# Bond pricing, compute YTM ... why t not = 2?

Consider a two-period corporate bond with the following characteristics. The bond was issued at $$t = 0$$ with face value $$FV = 100$$ at $$t = 2$$. In period $$t = 1$$ and $$t = 2$$ coupons of $$5$$ are paid out ($$c = 5$$). We are in $$t = 1$$ and the bond issuer has just paid the first coupon. The price of the bond is 101.942.

Suppose that the bond is callable at $$101$$. The bond issuer is informed by an investment bank that it can issue a new one period zero coupon bond worth $$101$$ today for a face value of $$104.030$$ in $$t = 2$$.What is the yield to maturity on this hypothetical bond?

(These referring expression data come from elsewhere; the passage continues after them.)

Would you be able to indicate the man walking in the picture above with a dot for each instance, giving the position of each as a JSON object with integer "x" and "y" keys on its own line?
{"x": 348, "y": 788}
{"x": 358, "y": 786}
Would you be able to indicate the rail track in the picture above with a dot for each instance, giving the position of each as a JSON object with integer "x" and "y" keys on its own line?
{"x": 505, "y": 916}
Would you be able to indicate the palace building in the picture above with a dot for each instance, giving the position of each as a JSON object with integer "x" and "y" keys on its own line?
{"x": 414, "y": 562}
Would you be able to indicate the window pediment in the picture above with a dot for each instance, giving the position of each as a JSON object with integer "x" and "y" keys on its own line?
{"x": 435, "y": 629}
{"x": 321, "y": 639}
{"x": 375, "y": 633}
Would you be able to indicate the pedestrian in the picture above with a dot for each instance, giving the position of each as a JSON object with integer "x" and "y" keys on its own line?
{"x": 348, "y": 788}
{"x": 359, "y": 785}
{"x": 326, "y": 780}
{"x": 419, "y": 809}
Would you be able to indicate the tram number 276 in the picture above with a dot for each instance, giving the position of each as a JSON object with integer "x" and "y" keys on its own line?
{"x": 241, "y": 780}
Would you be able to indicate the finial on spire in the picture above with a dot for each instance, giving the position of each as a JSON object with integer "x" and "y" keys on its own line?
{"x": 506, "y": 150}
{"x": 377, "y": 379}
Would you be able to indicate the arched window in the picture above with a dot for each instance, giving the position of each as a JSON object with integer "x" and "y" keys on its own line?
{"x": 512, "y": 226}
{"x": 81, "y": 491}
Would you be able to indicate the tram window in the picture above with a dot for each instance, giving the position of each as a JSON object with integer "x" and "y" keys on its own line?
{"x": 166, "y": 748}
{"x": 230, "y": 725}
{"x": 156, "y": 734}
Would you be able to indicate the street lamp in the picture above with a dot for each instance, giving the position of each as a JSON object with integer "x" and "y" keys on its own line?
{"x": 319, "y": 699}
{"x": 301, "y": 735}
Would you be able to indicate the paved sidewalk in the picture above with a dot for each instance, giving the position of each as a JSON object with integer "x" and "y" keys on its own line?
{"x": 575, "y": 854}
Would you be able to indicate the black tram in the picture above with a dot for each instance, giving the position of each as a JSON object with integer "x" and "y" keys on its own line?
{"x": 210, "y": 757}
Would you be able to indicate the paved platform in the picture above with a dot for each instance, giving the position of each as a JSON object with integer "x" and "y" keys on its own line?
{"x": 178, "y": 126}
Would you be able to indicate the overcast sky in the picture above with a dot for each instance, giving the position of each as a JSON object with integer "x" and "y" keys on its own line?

The eqaution is given by: $$P_0 : \frac{c}{(1+r)} + \frac{C}{(1+r)^t} + \frac{FV}{(1+r)^t}$$

Where

$$c=0$$

$$FV= 104.03$$

$$P_0 = 101$$

$$t=2$$

And solve for $$r$$. But the right answer is all of this above, but $$t=1$$ .. Why? When they say that $$t=2$$?

• Hmmm.. someone? Nov 18, 2018 at 11:20

A better symbolism might be as follows.

T : periods to maturity from issuance, t : periods remaining to maturity, n : periods lapsed

Then t = T - n.

In your case, because the 1st coupon was paid the day in question, n = 1. T = 2. Thus, t = 2 - 1 = 1 period remaining to maturity.

You will only discount from the "current" time, in your example the end of year 1, across the remaining periods.

• how do we know that it's little t or big T - we're looking for? (or gonna use?) Nov 20, 2018 at 11:43
• Because the question wants you to determine the r from the "current" time. If you always use t, then you will always have the correct number of periods. Even if the question is dealing with the bond from the issuance date. In that case, n = 0, so t = T.
– RJM
Nov 20, 2018 at 12:05
• The "t," which I am suggesting, is the biggest one in a calculation of Po. If you had more than one period for discounting, you would use Po = C/(1+r) + C/(1+r)^2 + ... + C/(1+r)^t + FV/(1+r)^t. In your question, t = 1. So Po = C/(1+r)+ FV/(1+r).